勘違い一夜から始まる極甘策士なドクターの激愛婚〜偽装結婚は旦那様の甘い罠でした〜


 翌週も、私は白藍総合病院へ足を運んでいた。ただし、今回提案したのは形成外科ではなく皮膚科で扱う医療機器。

 一緒に来た先輩社員は、このまま別の得意先に向かうのでここで解散となった。私は事務仕事を残すのみなので本社へ戻る。

 先輩と別れた後、ほんの少し休憩がてら院内の庭園を回っていくことにした。時刻は午後三時。今日はなんだか忙しくてお昼も三十分しか時間が取れなかったし、このくらい息抜きをしてもいいよね。

 エントランスから行ける庭園は季節によって違う花が鮮やかに咲き誇り、とても綺麗に整備されているので、患者として来たときもよく散歩していた。今日は風もなく、ぽかぽか陽気なので気持ちよさそう。

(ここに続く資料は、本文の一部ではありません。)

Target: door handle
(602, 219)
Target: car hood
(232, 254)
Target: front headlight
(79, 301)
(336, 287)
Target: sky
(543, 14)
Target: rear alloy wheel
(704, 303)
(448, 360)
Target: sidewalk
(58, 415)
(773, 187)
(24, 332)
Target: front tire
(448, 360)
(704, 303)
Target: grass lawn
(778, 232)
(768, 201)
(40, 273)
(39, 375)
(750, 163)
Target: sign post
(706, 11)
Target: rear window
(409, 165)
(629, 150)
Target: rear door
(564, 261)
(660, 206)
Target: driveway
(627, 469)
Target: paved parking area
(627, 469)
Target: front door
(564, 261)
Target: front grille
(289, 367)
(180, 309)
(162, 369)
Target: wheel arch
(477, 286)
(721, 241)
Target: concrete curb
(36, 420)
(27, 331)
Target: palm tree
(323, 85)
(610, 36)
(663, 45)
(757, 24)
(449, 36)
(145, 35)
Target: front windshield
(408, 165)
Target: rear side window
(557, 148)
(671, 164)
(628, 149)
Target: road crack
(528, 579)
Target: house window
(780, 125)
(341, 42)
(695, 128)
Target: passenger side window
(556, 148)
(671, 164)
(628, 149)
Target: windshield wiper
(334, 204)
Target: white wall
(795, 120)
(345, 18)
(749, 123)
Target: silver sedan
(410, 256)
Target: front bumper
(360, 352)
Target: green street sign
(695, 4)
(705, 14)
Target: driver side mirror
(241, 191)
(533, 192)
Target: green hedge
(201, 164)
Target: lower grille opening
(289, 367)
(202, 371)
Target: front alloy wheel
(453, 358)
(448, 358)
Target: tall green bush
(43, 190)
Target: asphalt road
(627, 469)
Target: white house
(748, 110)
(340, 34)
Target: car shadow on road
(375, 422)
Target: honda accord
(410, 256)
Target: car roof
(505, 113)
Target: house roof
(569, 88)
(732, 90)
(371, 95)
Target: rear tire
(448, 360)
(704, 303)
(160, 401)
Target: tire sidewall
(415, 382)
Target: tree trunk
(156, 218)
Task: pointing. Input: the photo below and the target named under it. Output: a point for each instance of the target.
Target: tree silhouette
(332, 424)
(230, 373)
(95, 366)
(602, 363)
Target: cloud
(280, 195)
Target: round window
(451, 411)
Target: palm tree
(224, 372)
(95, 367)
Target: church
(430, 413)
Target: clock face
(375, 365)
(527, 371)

 そう思いながら小道を歩いていくと、円形の花壇がある広場から楽しそうな声が聞こえてきた。小さな子をふたり連れたご家族と、一緒にいる白衣を着たお医者様がしゃがんでカメラを構えている。

 あのふわっとした髪と背格好……もしかして芹澤先生?

 しばらく眺めていると、目からカメラを離した彼の顔が見え、やっぱりそうだとわかった。彼は穏やかに微笑んで腰を上げ、その場でプリントされた写真を子どもたちに差し出す。